Officials: 2 Die From Hurricane Ike In Texas, La.

HOUSTON (AP) — Authorities say two people in Texas and Louisiana have died from Hurricane Ike, while the U.S. Coast Guard is searching for a teenager who was swept out to sea by a large wave.

Authorities say a Pinehurst, Texas woman died in her bed early Saturday after a tree fell on her home, crushing her. Officials say she was the first reported death attributed to Ike.

Louisiana officials say a 16-year-old boy drowned Saturday after falling out of a fishing boat in Ike-flooded Bayou Dularge.

The Coast Guard has been searching for 19-year-old Michael Moxly off the shores of Corpus Christi, Texas. Petty Officer Josh Morales says Moxly was on a jetty when he was swept away Friday off North Padre Island as Ike approached a Texas landfall.

Hurricane Ike is now a tropical storm as it continues to cross over eastern Texas.

But in its wake, there is heavy rainfall, and fierce winds are still blowing. Tornadoes are threatening parts of Texas and Louisiana. Authorities in some places have not been able to venture outside to get a full look at the damage.

The storm has claimed its first fatality in a neighborhood north of Houston. Officials say a tree fell on a woman’s home and killed her as she slept.

Many roads are still impassable and officials have not been able to reach flooded areas where there may be more casualties. More than 100,000 people in coastal communities ignored mandatory evacuation orders.

In Houston, trees have been blown from their roots and glass from skyscrapers litters the street. Police are downtown, using bullhorns to order citizens off the streets. Chunks of glass have still been plunging from Chase Tower.

Ike made landfall in Galveston, Texas, with 110 mile-per-hour winds. Its top winds are now down to 60 miles-per-hour.
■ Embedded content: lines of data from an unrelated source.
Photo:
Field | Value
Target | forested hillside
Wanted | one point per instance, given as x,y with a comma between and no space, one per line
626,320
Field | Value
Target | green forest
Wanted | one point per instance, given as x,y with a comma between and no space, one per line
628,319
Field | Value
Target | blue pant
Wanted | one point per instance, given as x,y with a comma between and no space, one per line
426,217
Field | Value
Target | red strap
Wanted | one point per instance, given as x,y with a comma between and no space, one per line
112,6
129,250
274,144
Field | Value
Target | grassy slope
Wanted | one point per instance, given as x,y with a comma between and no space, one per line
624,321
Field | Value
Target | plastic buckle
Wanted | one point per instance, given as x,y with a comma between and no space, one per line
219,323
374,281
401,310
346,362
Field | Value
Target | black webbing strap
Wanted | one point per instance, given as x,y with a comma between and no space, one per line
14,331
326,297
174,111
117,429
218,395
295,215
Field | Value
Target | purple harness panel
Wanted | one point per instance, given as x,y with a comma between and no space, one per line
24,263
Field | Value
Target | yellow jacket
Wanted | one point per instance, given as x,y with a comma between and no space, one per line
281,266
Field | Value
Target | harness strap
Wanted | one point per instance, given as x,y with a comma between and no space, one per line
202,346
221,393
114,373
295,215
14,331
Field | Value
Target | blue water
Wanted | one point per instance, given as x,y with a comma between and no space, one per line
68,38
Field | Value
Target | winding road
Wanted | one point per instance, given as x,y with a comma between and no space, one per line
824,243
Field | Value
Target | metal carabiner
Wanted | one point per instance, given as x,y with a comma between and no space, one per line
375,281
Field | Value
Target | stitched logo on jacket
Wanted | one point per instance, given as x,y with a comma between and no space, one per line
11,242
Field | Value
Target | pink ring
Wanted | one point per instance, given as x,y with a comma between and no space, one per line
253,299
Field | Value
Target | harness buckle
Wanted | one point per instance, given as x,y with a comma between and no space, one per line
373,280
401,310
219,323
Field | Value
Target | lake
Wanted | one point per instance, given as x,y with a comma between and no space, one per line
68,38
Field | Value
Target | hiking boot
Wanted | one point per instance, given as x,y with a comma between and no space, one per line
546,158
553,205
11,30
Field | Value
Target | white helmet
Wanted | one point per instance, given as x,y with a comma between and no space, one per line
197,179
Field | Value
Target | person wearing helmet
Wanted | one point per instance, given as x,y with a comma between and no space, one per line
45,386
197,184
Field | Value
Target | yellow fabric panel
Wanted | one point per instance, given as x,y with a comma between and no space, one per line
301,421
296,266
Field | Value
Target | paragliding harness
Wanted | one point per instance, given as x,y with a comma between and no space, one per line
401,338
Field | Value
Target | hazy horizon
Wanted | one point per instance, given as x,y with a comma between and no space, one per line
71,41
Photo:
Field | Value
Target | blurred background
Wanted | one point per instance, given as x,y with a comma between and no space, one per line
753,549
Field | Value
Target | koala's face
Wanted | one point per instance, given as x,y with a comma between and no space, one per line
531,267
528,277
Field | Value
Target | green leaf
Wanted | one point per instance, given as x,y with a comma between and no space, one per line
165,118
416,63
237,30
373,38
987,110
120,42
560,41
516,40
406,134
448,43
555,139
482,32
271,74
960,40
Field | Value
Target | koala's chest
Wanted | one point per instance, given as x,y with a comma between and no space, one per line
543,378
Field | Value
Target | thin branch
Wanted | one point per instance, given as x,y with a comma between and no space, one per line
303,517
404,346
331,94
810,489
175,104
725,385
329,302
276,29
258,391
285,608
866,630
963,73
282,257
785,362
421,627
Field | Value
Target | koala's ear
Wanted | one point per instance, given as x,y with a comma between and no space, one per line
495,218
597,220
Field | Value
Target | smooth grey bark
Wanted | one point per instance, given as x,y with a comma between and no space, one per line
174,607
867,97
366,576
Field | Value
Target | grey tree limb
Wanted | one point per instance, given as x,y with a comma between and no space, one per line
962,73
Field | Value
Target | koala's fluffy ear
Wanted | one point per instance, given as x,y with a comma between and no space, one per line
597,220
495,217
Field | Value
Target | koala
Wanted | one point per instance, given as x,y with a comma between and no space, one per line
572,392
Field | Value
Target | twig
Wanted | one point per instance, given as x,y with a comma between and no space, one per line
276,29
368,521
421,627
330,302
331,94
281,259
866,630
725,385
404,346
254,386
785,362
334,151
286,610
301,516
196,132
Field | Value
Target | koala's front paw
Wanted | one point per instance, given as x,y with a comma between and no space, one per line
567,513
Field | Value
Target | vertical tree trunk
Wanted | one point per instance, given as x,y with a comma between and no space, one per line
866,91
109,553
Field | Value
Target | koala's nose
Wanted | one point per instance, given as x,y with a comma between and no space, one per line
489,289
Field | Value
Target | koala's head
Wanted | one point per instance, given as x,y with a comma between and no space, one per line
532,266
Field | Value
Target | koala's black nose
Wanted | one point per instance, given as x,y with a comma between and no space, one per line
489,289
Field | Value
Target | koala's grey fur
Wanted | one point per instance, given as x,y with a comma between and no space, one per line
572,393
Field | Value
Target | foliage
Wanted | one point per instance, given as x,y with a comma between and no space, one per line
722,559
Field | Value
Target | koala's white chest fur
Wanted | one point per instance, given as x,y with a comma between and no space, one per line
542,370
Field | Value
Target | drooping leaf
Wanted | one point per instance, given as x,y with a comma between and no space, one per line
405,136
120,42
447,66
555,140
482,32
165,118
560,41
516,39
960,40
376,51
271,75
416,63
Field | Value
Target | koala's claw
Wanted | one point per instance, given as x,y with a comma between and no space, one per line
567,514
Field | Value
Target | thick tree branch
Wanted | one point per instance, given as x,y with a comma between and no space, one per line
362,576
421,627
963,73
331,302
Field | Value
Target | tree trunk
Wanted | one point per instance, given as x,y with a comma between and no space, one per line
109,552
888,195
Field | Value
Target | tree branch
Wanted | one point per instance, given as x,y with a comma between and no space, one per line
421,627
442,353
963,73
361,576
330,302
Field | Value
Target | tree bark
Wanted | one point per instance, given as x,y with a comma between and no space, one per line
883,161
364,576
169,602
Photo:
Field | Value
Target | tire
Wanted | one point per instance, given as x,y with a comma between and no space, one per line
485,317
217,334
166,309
Meanwhile, President George W. Bush has declared a major disaster in Texas in the wake of Hurricane Ike.

He’s also trying to reassure storm victims, saying “the American people will be praying for them and will be ready to help once the storm moves on.”

Speaking at the White House this morning, Bush said rescue teams are at the ready. He also noted that “some people didn’t evacuate when asked.” Officials are concerned that tens of thousands of people in low-lying areas of Texas and Louisiana may have to be rescued. But, Bush says the emergency teams “are sensitive to helping people and are fully prepared to do so.”

Bush also says the Department of Energy and state authorities are keeping tabs on a gasoline crisis so consumers are not gouged at the pump. AAA says gas prices nationwide rose nearly 6 cents a gallon overnight.